Ionic liquid (IL), 1-ethyl-3-methylimidazolium bis(trifluoromethanesulfonyl)imide, [C2mim] [Tf2N], as a non-polar phase in conjunction with polar ethylene glycol (EG) forms microemulsions stabilized by surface active ionic liquids (SAILs), N-methyl-N-alkylimidazolium chlorides, [Cnmim] [Cl], where n = 8, 12 and 16 in conjunction with decanol as co-surfactant. The phase behaviour of the ternary systems has been investigated and three regions of microemulsions - polar-in-ionic liquid, bicontinuous and ionic liquid-in-polar, have been identified using electrical conductivity measurements.

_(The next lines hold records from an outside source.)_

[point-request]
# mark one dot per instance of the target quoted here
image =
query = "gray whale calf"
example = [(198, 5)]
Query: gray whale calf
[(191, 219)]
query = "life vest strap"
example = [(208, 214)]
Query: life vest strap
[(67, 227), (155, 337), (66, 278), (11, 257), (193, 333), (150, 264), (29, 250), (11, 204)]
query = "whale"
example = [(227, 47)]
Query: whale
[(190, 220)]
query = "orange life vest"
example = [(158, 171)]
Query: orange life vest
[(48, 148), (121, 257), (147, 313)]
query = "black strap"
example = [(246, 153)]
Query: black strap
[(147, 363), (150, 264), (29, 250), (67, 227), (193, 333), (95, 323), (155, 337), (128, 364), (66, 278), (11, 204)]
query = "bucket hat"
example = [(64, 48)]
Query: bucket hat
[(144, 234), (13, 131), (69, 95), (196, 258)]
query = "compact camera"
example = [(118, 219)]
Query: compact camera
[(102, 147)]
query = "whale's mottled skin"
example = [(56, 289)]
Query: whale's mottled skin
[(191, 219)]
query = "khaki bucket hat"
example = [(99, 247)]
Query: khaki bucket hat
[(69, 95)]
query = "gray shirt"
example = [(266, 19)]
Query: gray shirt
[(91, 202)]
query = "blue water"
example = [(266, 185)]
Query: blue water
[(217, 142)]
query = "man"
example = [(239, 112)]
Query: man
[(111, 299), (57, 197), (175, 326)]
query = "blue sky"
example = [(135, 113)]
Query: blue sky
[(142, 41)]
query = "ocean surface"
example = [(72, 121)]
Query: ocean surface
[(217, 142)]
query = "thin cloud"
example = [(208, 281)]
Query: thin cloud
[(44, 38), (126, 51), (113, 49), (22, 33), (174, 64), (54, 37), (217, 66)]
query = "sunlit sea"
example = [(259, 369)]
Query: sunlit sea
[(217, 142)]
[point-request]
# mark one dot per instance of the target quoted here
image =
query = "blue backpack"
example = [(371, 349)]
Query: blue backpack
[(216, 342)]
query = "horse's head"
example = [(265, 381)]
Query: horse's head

The effect of alkyl chain length on the phase behavior has been discussed in detail. The one-phase microemulsion region is found to decrease with the increase in the alkyl chain length of the SAILs. The microstructural characteristics have been investigated by using FTIR and NMR spectroscopy. The micropolarity of reverse micelles present in the microemulsions has been investigated using UV-Vis spectroscopy employing methyl orange as a polarity probe. The dynamics of solvent relaxation in microemulsions have been investigated by steady-state and time-resolved fluorescence spectroscopy using coumarin 153 (C-153) as fluorescence probe at different compositions of microemulsions. The dynamic light scattering measurements (DLS) reveals the expansion of reverse micelles formed by [Cnmim][Cl] in non polar [C2mim] [Tf2N] upon the addition of polar component. Interestingly, the microemulsions have been found to be thermally stable in a wide temperature range as revealed from temperature dependence UV-Vis, fluorescence and DLS measurements.